LD_LIBRARY_PATH: "${INSTALL_PREFIX}/lib:${LD_LIBRARY_PATH}"
PYTHONPATH: "${INSTALL_PREFIX}/lib:${PYTHONPATH}"
self:
variables:
ROOTSYS: ${INSTALL_PREFIX}
ROOT_INCLUDE_PATH: ${INSTALL_PREFIX}/include
recipe:
configure:
- name: Set build variables
type: set
variables:
BUILD_DIR: ${SOURCE_DIR}/build
JOBS: ${manifest.specifications.build.variables.parallelism}
TYPE: ${manifest.specifications.build.variables.build_type}
- name: Create build directory
command: mkdir -p ${BUILD_DIR} && cd ${BUILD_DIR}
- name: Configure ROOT
type: cmake
args:
- -DCMAKE_BUILD_TYPE=${TYPE}
- -DCMAKE_INSTALL_PREFIX=${INSTALL_PREFIX}
- -Dpython3=${OPTIONS_WITH_PYTHON}
- -Dssl=${OPTIONS_WITH_SSL}
- -Dqt5web=${OPTIONS_WITH_GUI}
build:
- name: Build ROOT
type: cmake
target: build
parallel: ${JOBS}
test:
- name: Run ROOT tests
command: cd ${BUILD_DIR} && ctest --output-on-failure -j${JOBS}
install:
- name: Install ROOT
type: cmake
target: install
Validation and Checks¶
The user can prompt HepSW to validate a manifest file for correctness and completeness. This analysis would reveal any missing fields, incorrect formats, dependency issues and other potential problems.

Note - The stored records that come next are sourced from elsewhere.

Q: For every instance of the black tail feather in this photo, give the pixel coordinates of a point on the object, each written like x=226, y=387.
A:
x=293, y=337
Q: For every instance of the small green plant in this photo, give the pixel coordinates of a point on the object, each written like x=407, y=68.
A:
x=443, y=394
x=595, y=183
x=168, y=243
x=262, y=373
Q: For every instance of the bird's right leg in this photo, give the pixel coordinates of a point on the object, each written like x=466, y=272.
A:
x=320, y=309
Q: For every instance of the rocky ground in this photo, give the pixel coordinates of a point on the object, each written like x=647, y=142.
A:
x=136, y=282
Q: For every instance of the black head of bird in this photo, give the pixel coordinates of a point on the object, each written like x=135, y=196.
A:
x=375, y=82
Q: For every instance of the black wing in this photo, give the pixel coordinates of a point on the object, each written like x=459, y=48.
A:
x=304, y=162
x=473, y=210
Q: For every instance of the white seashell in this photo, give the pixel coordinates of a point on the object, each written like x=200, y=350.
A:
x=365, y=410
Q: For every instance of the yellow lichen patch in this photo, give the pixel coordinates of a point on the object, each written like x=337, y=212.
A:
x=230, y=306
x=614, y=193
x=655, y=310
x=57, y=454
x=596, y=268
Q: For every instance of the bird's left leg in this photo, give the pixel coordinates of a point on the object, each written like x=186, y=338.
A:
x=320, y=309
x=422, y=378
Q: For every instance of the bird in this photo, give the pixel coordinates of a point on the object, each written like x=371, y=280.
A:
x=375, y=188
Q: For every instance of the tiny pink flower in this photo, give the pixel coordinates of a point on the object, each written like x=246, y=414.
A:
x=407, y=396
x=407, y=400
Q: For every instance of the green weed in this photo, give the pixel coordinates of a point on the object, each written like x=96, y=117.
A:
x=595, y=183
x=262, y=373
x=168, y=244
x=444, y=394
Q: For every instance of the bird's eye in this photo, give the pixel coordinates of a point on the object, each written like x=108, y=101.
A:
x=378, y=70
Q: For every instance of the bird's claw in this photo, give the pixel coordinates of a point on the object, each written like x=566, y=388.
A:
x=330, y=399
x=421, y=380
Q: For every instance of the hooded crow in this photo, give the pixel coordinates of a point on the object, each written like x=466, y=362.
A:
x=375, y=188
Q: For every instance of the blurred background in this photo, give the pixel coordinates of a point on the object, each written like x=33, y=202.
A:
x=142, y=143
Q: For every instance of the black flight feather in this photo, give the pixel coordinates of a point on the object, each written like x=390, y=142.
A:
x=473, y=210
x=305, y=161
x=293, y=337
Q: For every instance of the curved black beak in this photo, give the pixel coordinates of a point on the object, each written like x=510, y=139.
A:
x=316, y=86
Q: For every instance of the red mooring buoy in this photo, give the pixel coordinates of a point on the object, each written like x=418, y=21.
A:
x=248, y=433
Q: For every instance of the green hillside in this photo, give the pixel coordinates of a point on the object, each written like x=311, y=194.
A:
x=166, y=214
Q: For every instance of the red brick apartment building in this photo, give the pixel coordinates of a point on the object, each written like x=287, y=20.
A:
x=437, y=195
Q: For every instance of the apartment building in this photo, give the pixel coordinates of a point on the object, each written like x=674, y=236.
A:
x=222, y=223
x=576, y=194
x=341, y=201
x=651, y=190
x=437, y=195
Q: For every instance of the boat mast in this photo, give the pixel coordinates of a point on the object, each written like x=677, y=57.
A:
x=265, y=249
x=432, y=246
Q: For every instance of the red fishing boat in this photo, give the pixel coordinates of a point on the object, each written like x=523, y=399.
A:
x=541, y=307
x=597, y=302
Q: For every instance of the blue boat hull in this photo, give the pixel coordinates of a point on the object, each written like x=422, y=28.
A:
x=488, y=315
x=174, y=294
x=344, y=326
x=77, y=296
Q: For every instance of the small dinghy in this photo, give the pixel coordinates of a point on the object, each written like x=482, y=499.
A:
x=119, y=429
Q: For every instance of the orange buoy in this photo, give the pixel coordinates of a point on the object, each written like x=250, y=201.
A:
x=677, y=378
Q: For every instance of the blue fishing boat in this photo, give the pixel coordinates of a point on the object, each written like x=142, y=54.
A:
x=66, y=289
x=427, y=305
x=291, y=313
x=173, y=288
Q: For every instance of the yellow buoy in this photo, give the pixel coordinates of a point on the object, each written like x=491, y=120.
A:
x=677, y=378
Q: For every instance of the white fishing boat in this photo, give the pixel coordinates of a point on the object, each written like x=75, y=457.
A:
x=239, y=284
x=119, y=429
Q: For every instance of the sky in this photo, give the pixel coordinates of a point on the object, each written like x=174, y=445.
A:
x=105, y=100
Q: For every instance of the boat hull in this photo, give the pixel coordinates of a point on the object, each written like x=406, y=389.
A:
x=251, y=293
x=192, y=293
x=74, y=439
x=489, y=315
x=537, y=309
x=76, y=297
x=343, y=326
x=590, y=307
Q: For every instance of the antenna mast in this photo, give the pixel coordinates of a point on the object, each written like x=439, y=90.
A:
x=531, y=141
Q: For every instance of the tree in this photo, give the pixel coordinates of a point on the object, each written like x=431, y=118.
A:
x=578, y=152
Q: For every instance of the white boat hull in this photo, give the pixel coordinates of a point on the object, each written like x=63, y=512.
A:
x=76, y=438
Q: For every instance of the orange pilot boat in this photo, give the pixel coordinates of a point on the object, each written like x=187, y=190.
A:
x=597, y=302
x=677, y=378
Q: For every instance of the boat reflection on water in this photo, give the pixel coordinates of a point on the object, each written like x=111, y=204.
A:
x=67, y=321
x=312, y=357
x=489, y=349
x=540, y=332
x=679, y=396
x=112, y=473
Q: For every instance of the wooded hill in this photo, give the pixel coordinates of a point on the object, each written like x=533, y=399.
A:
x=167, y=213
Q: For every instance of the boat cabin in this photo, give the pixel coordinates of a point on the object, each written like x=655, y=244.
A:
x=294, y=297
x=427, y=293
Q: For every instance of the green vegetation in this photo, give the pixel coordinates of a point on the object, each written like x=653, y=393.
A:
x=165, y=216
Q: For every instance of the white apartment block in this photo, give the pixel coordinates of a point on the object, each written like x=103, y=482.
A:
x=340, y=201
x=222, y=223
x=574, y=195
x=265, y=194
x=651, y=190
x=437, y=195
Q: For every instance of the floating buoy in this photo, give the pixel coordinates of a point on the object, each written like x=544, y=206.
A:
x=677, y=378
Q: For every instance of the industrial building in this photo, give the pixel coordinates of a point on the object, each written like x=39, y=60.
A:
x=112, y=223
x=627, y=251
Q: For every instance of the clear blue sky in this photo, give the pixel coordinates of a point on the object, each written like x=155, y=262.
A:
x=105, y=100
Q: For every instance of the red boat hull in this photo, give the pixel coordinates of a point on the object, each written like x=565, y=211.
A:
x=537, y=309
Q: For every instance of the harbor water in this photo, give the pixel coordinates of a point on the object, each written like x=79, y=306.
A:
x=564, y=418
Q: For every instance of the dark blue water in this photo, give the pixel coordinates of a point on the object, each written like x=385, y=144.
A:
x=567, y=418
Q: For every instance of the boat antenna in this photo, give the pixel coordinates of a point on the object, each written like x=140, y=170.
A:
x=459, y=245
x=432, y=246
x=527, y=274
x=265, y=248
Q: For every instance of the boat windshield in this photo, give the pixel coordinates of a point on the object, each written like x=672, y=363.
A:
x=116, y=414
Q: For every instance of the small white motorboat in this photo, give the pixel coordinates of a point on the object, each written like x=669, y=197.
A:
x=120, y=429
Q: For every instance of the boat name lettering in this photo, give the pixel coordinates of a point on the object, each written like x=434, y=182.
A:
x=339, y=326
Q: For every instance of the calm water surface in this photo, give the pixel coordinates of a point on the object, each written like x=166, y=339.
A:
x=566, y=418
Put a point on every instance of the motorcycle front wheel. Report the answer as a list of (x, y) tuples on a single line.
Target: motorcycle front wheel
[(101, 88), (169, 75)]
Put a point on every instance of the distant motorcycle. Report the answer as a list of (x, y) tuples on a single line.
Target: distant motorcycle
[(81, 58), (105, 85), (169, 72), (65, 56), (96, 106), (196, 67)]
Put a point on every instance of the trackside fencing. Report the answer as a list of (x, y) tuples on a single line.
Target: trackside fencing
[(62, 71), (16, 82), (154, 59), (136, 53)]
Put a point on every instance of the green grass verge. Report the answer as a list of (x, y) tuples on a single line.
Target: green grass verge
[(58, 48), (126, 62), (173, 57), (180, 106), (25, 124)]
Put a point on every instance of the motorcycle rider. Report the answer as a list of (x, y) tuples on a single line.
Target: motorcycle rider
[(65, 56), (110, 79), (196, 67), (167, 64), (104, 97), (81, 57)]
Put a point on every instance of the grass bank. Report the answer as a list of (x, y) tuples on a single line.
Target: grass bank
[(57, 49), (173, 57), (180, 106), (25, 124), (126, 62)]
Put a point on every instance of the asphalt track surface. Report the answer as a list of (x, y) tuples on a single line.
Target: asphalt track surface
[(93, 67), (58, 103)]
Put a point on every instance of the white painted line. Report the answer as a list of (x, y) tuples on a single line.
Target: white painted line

hepsw evaluate path/to/manifest.yaml
This command will analyze the specified manifest file and report any issues found. The validation process checks for:
Required fields presence
Correct data types
Dependency resolution
Version constraints
Build and runtime specifications consistency
Recipe steps validity
Environment variable definitions
Overall structure adherence to the HepSW manifest schema
Source accessibility (if checksums are provided, they are verified)
And more
To ensure the manifest is valid and ready for use, it is recommended to run this evaluation before proceeding with building or deploying the package.
Additional Validation Commands¶
The hepsw whatis command generates a visual representation of the manifest’s structure and dependencies:
hepsw whatis path/to/manifest.yaml
The hepsw walk command simulates the build process without actually executing the steps:
hepsw walk path/to/manifest.yaml
This command will go through the recipe steps and display what would be executed, allowing you to verify the build process and identify any potential issues before actual execution.
Best Practices¶
Start Simple: Begin with a minimal manifest and add complexity only as needed.
Use Checksums: Always include checksums for sources when distributing manifests to ensure integrity.
Leverage Variables: Use the
setstep to create readable aliases for complex manifest paths.Test Thoroughly: Use
hepsw walkto verify your recipe before attempting a real build.Document Extensions: Clearly document what each extension/option does in the description or comments.
Version Constraints: Be specific with version constraints to avoid compatibility issues.
Environment Variables: Use the
selfsection to properly export variables for dependent packages.